Hi,

See responses below: 

> Here's a question that came up today and that may change completely the way I've been analyzing my fMRI data with FEAT. Considering an analysis pipeline in which a 2nd-level analysis is *never* performed (e.g. individual differences study), we know that:
> 
> i. After completing the 1st-level FEAT analysis, a filtered 4D file is created.
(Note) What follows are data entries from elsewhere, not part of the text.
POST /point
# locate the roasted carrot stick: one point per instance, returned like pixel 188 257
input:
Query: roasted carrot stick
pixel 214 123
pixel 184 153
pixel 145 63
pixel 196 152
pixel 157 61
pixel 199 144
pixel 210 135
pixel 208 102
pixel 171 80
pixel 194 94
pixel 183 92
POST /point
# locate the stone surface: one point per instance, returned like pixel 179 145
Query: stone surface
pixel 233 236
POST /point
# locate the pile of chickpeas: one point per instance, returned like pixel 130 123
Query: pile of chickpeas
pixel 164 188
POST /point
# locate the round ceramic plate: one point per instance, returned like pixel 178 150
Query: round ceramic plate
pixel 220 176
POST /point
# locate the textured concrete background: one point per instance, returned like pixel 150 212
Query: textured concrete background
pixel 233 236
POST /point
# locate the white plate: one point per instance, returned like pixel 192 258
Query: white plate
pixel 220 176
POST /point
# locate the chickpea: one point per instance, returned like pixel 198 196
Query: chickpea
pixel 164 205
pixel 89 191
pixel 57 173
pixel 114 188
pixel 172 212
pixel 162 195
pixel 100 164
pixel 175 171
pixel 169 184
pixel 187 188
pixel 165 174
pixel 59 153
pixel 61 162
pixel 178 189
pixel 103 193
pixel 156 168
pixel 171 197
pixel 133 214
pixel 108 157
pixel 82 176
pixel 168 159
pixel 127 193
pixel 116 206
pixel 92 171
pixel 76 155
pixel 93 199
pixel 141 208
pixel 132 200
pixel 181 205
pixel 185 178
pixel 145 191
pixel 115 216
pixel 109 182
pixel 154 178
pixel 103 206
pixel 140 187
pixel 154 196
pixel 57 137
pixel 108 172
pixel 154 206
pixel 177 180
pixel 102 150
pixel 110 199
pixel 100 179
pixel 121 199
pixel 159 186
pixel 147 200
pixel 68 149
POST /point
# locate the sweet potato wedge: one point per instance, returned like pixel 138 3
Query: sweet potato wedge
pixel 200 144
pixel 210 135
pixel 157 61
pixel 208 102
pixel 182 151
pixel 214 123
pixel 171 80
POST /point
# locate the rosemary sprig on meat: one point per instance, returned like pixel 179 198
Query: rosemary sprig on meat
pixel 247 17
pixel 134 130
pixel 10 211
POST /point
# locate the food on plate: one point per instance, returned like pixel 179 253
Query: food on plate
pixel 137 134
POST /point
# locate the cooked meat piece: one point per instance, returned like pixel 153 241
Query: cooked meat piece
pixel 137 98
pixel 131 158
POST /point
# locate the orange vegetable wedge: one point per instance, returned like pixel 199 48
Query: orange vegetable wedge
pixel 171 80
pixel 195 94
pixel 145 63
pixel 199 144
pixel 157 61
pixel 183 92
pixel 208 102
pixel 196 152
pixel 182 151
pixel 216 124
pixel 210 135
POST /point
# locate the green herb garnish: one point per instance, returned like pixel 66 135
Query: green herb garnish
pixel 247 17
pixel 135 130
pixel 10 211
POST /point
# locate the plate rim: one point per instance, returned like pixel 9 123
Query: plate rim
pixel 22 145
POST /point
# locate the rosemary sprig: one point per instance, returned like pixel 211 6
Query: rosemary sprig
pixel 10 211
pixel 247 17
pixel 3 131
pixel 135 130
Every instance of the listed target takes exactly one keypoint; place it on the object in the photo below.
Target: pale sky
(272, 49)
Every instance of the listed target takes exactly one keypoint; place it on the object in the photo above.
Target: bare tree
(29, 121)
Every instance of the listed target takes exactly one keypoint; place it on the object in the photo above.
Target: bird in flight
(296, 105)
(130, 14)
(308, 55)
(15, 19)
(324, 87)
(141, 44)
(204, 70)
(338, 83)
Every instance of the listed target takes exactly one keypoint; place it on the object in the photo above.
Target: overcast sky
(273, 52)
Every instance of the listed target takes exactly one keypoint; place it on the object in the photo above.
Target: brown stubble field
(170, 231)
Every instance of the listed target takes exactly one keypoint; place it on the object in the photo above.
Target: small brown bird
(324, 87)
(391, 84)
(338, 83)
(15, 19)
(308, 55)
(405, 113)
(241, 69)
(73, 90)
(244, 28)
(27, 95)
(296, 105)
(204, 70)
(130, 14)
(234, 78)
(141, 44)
This file is in the same (typically low-res, 3x3x3mm for example) space as the original data, so no registration is applied at this point. (by the way, is the filtered data motion corrected?)

Yes, the filtered data is motion corrected.


> ii. Registration files are saved inside the /reg directory. If you manually apply these transformations to the filtered data, it will be registered to the space chosen as "Standard space" within the Registration tab in FEAT. If the high-resolution anatomical volume was chosen as the Standard Space, the filtered data will be upsampled to a higher resolution.

That's correct.


> iii. Stat files are saved inside the /stats directory. Take tstat, for example. This is a 3D file, where each voxel is aligned with the motion-corrected filtered data, but still in the low-resolution space

Correct.


> Now, let's suppose you define some masks in the low-resolution space, based on tstat maps you got from one scan. You want to apply this mask onto tstat maps from other scans.

I don't really follow why you start off saying that you never want to do second level analysis, but now you want to transfer images from one scan to another (where I assume "scans" are separate experiments - that is, separate first-level analyses).  But I'll answer as best I can.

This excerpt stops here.